In France, the teaching of the Romance languages at university level was introduced late in the 19th century, and not without controversy. Compared with the situation in other European countries, notably Germany and, to a lesser extent, Italy, Romance studies in France were inexplicably neglected. In 1874, in the Revue des Langues Romanes (RLR), the Société pour l’étude des Langues Romanes pleaded for the creation of chairs of Romance philology in the south of France, in order to assure the oral teaching of the discipline. The establishment of the periodical Romania (1872), by the two French philologists Gaston Paris and Paul Meyer, had, so the RLR argued, not only officially conferred academic status on Romance studies in France, but it had also provided (together with the RLR) a written body of knowledge in the field.
In 1876, the creation of three chairs of Romance philology in Italy (Naples, Rome and Padua) reawakened the debate. Romania, which welcomed the Italian initiative, saw no need to create a Romance philology chair in France without having previously carried out a serious reform of higher education. Moreover, Paul Meyer did not consider it necessary to create new chairs, since, according to him, seminars such as the ones held by Claude Fauriel and Eugène Baret (1816–1887), tenured, respectively, with the chair of foreign literature at the Sorbonne (since 1837) and at the Faculty of Letters of Clermont-Ferrand (since 1859), sufficed for such purpose. Indeed, both of them had chosen to broach the subject of Provençal literature in their courses. Finally, in 1878, two chairs of language and literature of the Middle Ages were created at the Faculty of Arts of Montpellier. One was dedicated to the south of France, the other to the north, and both of them were appointed to members of the Société pour l’étude des Langues Romanes: Camille Chabaneau to the langue d’oc chair, and Anatole Boucherie to the langue d’oïl one.
In the meantime, in 1876, Léon Clédat was appointed professor of French medieval literature at the Faculty of Arts in Lyon. Introduced to Romance philology by Paul Meyer, Clédat was particularly interested in Provençal literature, and in 1875 he obtained a diploma as paleographer/archivist with a thesis on the troubadour Bertrand de Born. In 1887, Clédat founded the Revue des patois, replaced two years later by the Revue de philologie française et provençale, which ultimately (in 1897) became the Revue de philologie française et de littérature.

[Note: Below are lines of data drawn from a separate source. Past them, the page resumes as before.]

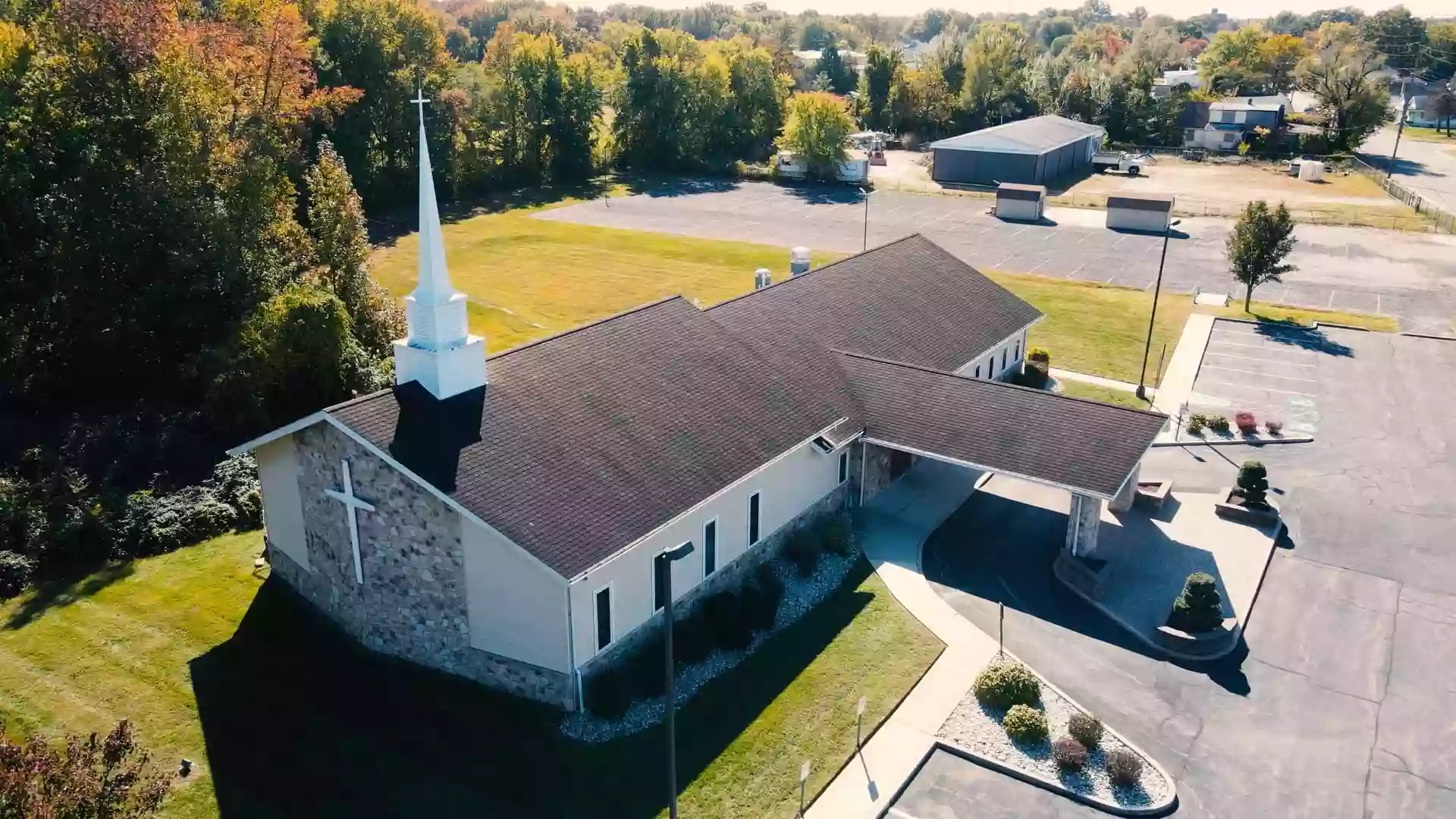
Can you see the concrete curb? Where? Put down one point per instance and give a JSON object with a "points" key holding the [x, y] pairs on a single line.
{"points": [[1235, 442], [1165, 806], [1155, 646]]}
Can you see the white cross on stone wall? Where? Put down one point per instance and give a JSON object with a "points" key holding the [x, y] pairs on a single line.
{"points": [[353, 504]]}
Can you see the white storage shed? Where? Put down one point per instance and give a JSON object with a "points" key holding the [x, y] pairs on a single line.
{"points": [[1022, 203], [1141, 212]]}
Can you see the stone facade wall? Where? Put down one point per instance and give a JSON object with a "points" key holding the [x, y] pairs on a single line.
{"points": [[730, 576], [413, 602]]}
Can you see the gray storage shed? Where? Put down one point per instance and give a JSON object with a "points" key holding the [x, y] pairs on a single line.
{"points": [[1141, 212], [1021, 203], [1028, 152]]}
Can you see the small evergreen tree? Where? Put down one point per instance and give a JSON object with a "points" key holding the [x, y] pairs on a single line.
{"points": [[1254, 483], [1258, 246], [1199, 608]]}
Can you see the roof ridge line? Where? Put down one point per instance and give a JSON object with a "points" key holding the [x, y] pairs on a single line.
{"points": [[814, 270], [992, 382], [582, 327]]}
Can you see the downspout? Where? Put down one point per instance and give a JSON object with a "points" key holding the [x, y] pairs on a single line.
{"points": [[571, 649]]}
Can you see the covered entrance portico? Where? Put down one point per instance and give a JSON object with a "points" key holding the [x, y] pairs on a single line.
{"points": [[1084, 447]]}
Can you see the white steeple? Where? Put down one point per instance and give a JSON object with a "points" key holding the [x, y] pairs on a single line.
{"points": [[438, 353]]}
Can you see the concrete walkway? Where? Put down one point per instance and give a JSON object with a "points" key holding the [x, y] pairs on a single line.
{"points": [[1100, 381], [1183, 369], [892, 529]]}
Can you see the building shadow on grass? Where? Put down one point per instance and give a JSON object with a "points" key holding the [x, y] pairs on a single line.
{"points": [[302, 722], [996, 550], [63, 592]]}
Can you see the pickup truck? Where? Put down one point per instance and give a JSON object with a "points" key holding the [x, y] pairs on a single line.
{"points": [[1116, 161]]}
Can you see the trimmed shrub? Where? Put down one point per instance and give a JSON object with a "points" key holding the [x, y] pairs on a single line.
{"points": [[1125, 767], [1254, 484], [1025, 725], [1069, 754], [802, 551], [761, 599], [837, 535], [1005, 684], [609, 694], [1247, 423], [1085, 729], [692, 640], [1199, 608], [15, 573], [726, 620]]}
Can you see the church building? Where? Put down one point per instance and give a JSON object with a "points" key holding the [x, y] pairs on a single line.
{"points": [[498, 516]]}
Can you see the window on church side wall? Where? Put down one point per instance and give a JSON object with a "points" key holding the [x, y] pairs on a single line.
{"points": [[710, 547], [753, 519], [603, 617]]}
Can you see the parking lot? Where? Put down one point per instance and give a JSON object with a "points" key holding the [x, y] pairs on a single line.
{"points": [[1267, 371], [1408, 276], [1338, 701]]}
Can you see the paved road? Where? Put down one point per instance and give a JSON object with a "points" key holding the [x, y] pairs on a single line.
{"points": [[1426, 168], [1410, 276], [1340, 704]]}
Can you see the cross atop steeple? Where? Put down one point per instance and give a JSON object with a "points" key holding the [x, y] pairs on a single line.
{"points": [[438, 353]]}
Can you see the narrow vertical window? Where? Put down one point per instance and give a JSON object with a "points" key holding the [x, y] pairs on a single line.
{"points": [[710, 547], [753, 519], [603, 617]]}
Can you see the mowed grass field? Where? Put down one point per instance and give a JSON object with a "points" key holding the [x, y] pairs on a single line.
{"points": [[283, 717]]}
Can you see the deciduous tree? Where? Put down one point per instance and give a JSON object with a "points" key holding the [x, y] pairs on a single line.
{"points": [[1261, 241]]}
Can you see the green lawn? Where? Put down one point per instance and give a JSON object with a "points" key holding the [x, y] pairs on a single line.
{"points": [[1104, 394], [530, 278], [1098, 330], [284, 717]]}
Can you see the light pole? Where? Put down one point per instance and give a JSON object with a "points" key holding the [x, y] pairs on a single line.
{"points": [[664, 567], [1158, 287], [864, 245]]}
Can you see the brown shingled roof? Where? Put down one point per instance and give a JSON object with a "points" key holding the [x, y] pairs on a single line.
{"points": [[1076, 444]]}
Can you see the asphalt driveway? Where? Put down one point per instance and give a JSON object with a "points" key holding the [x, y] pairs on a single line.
{"points": [[1340, 701], [1408, 276]]}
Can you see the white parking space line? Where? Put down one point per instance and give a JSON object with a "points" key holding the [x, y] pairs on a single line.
{"points": [[1258, 359], [1261, 388], [1263, 347], [1257, 373]]}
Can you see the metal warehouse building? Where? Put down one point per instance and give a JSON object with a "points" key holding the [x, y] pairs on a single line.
{"points": [[1030, 152]]}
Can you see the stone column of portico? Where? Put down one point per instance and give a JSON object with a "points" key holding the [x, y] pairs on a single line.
{"points": [[1125, 497], [1082, 525]]}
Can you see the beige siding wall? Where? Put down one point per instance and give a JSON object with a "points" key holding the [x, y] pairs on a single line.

In 1883, the linguist Antoine Thomas was appointed to the first chair of language and literature of southern France, established in Toulouse. After Thomas went to Paris in 1889 to take up the Chair of Romance Philology at the Sorbonne, Occitan studies at the University of Toulouse took a new turn under the influence of the medieval philologist Joseph Anglade, a former student of Chabaneau in Montpellier who had also studied at the German universities of Bonn and Freiburg/Breisgau. A troubadour specialist, he founded the Institut d’études méridionales (Toulouse, 1914), and adopted and propagated the term “Occitan” for the Provençal language in order to emphasize its transregional unity.